Internationalisation has always been a matter of course. Currently more than 12% of the student population are foreign nationals. The University is an integral part of the scenic town of Marburg situated on the river Lahn 100 km north of Frankfurt. The town with its 80,000 inhabitants (approx. 50,000 in the centre) is dominated by the castle on the hill, its 19,400 students and about 4,000 people working for the university. A saying goes "Other towns have a university, Marburg is a university". It reflects the unique historic atmosphere. Wherever you are in the town, you are part of a vibrant academic community.
Connecting People Internationally
The Philipps-Universität is a long established popular address for international scientists, academics and students around the world, as can be seen in the 2000 plus students from 120 nations who study in Marburg each year.
Visiting students and students from Marburg can take advantage of opportunities to gain academic experiences beyond the borders of their countries of residency, which are made available by Philipps-Universität provisions through individual agreements and arrangements set up in cooperation with partner universities in over a dozen countries (see partner institutions).
In 2005 the Philipps-Universität was one of the first German universities to receive the E-Quality Seal, which the German Academic Exchange Service (DAAD), the national ERASMUS agency, awards to higher education institutions for particular quality and innovation in the implementation of European mobility measures.
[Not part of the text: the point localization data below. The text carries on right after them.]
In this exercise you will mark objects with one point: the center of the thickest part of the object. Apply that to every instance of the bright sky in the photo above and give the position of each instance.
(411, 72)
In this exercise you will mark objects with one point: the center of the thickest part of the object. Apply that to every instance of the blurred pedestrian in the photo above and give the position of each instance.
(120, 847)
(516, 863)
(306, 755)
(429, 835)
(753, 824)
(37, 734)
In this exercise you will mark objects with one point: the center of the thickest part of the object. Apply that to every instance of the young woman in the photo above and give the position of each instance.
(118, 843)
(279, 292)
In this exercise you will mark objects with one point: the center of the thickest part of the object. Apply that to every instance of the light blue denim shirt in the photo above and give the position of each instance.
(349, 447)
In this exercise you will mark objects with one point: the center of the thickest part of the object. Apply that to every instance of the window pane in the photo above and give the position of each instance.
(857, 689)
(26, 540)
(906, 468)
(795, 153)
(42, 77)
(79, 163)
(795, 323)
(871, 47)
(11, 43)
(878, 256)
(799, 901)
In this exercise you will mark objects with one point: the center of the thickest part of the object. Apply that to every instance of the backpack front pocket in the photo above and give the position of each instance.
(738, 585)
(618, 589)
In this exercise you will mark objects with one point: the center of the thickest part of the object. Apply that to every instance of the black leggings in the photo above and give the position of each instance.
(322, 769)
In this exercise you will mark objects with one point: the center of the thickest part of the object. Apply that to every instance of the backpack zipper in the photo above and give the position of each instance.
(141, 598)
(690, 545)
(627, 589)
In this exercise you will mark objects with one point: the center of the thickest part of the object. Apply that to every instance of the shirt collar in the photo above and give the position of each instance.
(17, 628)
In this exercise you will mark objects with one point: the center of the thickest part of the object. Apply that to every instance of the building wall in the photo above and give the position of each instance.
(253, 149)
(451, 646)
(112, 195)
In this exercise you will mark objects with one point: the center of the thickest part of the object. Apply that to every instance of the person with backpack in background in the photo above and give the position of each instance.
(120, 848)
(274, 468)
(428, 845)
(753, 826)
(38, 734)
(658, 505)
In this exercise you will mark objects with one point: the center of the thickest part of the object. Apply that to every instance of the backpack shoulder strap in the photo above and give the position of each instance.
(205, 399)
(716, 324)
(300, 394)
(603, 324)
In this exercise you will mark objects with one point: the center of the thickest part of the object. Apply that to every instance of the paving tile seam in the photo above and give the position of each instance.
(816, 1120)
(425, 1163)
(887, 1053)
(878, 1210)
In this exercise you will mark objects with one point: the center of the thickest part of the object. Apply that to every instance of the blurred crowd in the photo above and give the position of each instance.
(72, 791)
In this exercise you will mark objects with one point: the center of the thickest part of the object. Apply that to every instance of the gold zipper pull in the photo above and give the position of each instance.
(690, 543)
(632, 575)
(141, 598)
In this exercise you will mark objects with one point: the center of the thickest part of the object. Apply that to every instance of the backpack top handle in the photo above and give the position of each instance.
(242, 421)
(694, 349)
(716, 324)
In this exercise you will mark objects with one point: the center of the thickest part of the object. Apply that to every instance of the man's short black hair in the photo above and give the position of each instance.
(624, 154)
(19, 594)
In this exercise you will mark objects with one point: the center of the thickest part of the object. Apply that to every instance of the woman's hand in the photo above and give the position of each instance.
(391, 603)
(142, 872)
It also includes the evaluation of the university’s progress in integrating Bachelor’s and Master’s degrees and the European credit transfer system (ECTS) into the curriculum (see courses of study). Marburg was especially accredited for its particularly efficient work in adopting the Bologna Agreement.
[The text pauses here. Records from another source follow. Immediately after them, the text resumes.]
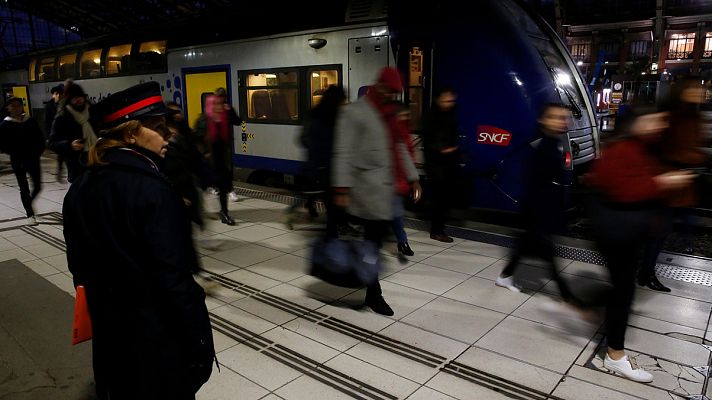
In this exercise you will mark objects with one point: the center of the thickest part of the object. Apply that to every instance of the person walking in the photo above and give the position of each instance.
(363, 178)
(630, 184)
(129, 244)
(543, 201)
(220, 118)
(22, 138)
(72, 134)
(440, 139)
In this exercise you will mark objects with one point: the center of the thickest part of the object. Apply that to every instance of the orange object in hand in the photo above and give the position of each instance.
(81, 330)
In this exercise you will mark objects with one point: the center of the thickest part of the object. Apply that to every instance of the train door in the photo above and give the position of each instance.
(200, 82)
(20, 91)
(367, 56)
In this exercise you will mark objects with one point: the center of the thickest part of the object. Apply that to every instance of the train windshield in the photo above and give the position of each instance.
(563, 75)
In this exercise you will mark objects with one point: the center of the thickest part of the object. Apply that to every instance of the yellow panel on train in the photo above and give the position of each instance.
(196, 84)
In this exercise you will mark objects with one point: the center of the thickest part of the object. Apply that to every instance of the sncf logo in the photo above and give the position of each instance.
(492, 135)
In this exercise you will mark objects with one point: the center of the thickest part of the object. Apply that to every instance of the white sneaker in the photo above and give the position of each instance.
(508, 283)
(628, 368)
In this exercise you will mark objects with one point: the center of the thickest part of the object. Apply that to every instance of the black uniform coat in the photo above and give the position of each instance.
(129, 242)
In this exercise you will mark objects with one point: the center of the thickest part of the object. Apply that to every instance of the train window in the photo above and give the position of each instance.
(117, 59)
(151, 56)
(320, 81)
(273, 96)
(90, 64)
(33, 70)
(47, 71)
(67, 63)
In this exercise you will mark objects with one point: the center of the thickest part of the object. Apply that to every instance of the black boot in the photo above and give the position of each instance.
(225, 218)
(405, 249)
(379, 306)
(654, 284)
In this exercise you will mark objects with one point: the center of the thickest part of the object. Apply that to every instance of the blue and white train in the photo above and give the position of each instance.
(504, 61)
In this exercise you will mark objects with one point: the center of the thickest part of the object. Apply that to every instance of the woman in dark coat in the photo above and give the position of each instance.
(22, 139)
(129, 243)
The Philipps-Universität also helps students overcome the language barriers to courses offered in Germany, for example, by providing German language courses on all levels or via the International Undergraduate Study Program (IUSP). The IUSP enables visiting students to complete the first part of their studies in English, while maintaining the necessary development of their German language skills and deeper understanding of the German culture, history and present-day society.
Students from all over the world who simply wish to study in Marburg for a few weeks, rather than completing their entire course of studies here, often attend the International Summer University (ISU). Here students can learn about European politics, economics, history and culture as well as the Federal Republic of Germany’s role in Europe. It goes without saying that the courses offered are organized to enable students receive the corresponding credits at their home universities.
Junior scientists and academics can also find suitable facilities at the Philipps-Universität: Our university is known for its wide range of quality courses and in part internationally focused post-graduate programs.
Teaching and conducting research in Marburg also means living and experiencing life in Marburg, therefore our efforts in connecting people internationally are well-rounded by the supportive services offered by the Welcome Centre, which helps foreign scientists and academics prepare for their residence in Marburg and have a smooth passage into their new environment.